In modo generale, una dottrina spirituale è, in quanto tale, un’antropologia, cioè è d’ordine cosmologico. È una dottrina della dualità, poiché insegna una via, una direzione, definita al tempo stesso dal suo punto di partenza e dal suo punto d’arrivo: è mediatrice tra jîvâtmâ e Paramâtmâ. La metafisica è per lei un’implicazione, non il suo stesso corpo; e le difficoltà intellettuali che offrirà deriveranno spesso dalla necessità d’armonizzare le formule, sovente contraddittorie, della metafisica e della cosmologia. Una metafisica leggermente irrigidita minaccia la spiritualità; e questa, per difendersi, s’è frequentemente rifugiata in dottrine dualiste e pluraliste che, a loro volta, compromette
vano la sua fondamentale ispirazione dandole un carattere più o meno arbitrario.
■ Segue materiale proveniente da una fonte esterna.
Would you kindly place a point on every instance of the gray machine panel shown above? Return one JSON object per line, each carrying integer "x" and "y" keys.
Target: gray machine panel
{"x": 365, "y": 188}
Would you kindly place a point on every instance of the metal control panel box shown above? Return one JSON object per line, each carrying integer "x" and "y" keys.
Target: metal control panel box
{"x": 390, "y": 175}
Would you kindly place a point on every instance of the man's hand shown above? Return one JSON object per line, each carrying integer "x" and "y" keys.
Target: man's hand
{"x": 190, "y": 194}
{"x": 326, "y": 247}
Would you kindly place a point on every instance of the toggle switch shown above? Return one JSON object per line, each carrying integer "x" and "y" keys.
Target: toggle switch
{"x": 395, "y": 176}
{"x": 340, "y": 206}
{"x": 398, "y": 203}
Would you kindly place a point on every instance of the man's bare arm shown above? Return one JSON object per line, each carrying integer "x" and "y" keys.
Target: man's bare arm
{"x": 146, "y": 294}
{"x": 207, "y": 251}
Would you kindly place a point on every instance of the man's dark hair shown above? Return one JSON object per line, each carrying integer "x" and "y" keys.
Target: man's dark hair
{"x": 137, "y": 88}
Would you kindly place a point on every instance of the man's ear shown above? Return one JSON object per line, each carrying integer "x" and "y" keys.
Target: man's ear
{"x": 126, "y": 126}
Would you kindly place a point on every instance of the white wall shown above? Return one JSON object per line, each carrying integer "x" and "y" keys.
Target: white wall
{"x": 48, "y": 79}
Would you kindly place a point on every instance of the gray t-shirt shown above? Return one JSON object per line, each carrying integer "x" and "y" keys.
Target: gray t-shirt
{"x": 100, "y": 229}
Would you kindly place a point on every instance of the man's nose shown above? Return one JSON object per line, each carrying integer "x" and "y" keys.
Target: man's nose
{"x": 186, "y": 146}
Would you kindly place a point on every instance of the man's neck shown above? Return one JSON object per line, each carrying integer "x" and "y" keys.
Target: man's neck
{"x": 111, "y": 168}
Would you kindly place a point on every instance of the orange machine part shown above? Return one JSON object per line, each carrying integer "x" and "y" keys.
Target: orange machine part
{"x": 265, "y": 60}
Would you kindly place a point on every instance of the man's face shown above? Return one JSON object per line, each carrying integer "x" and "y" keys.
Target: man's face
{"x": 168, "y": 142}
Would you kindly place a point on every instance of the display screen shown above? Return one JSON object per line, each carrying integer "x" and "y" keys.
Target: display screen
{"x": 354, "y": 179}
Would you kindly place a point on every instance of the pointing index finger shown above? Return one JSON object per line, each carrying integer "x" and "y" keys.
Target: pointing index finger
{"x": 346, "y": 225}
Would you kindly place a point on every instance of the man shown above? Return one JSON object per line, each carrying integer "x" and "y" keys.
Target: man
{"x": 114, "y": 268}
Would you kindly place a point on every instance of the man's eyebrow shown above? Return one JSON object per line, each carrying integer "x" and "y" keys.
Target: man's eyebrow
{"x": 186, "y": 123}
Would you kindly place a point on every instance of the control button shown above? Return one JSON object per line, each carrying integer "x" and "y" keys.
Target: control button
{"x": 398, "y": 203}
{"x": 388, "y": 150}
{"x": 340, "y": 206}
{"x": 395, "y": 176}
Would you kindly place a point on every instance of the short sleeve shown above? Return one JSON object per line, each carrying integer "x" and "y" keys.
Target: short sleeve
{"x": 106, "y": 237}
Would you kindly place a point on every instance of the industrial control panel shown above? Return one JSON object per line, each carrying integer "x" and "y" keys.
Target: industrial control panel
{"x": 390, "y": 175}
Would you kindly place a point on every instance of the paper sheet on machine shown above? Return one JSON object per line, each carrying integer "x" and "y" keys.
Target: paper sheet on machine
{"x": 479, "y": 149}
Quest’ultima soluzione tuttavia non è stata quella del buddismo, come se obbedisse suo malgrado a qualche secondo fine metafisico. Partendo, come l’Induismo, della dualità del samsâra e della liberazione, distrugge il primo termine con l’idea d’illusione, di vuoto; e, quanto al secondo, lo vela in un’apofasi assoluta. Realizza l’unità in modo negativo, è l’unità del Vuoto. Infine, per dare il colpo di grazie all’uomo e lasciarlo senz’alcuna prospettiva di futuro, che diventerebbe velocemente per lui l’occasione di un desiderio, rompe il sûtrâtmâ, che riunisce tra loro i vari stati dell’essere, e non lascia più di fronte all’asceta che un compito da adempiere. Alla lunga, come si sa, questa dottrina non ha potuto mantenere il rigore della sua negazione originaria(1).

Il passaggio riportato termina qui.